Two months into his arrival in Mumbai for a course in film production, Robert Inyang was on the verge of giving up, and about to go back to Nigeria. It was only when his batchmate in the script writing course, Keba Botlogetswe from Botswana, convinced him that he should not let such disappointments come in the way of his dream of contributing to the cinema of his country that he stayed back.
Nowhere in the city did he find the love and goodness that he saw in the Bollywood films he grew up on. “In the movies, you see people sing words of love to a girl on the street,” he says. But the people he met were brusque and indifferent to friendly overtures.
“The truth is that strangers don’t even respond if you greet them,” complains the 30-year-old.
Now, as their respective six-month programmes near end, Botlogetswe is looking forward to returning home to turn scriptwriter.
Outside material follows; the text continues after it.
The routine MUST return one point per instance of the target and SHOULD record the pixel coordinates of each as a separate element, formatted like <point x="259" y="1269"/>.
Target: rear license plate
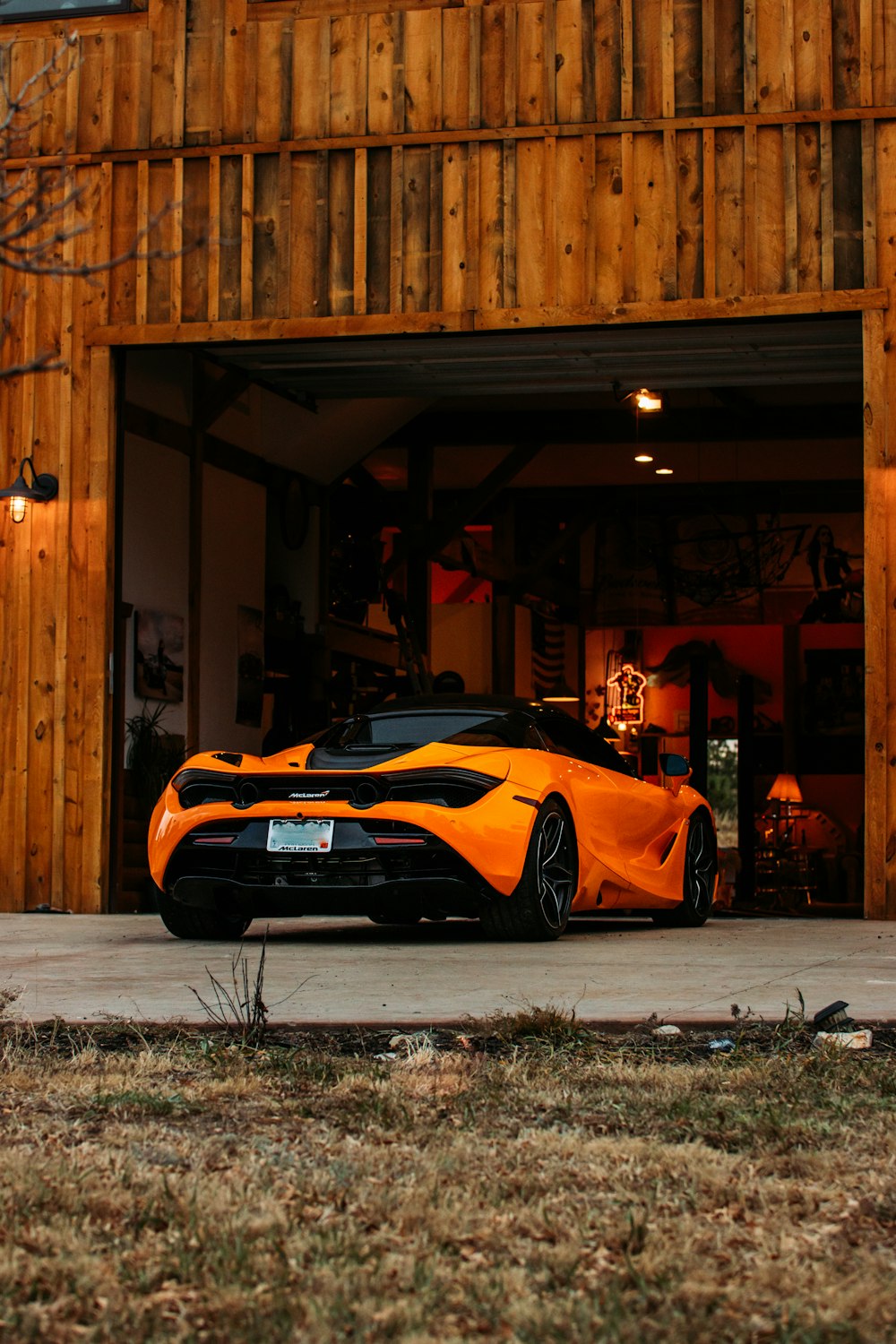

Inyang is eyeing the prestigious FTII course in sound recording and design before he goes back to work in the Nigerian film industry — that’s Nollywood, incidentally the largest film industry after Bollywood in terms of output. “Nigerian films are very fast-paced and dry. I’d like to amalgamate that style with the Indian way of using music to create a fresh genre.”
Inyang’s story is no more an aberration. In the classrooms of several acting and film schools of Mumbai, some of which occupy no more space than an apartment floor, foreign nationals discuss Bollywood scripts, watch Hindi classics or train in Kalaripayattu with their Indian batchmates.
According to Meghna Ghai, president of Whistling Woods International, Subhash Ghai’s film school in Mumbai, the last three years have seen a considerable rise in the number of international students, averaging at 20 per cent of each batch. And though Mumbai has more acting schools than film schools, courses in editing, cinematography, direction and scriptwriting are also gaining popularity.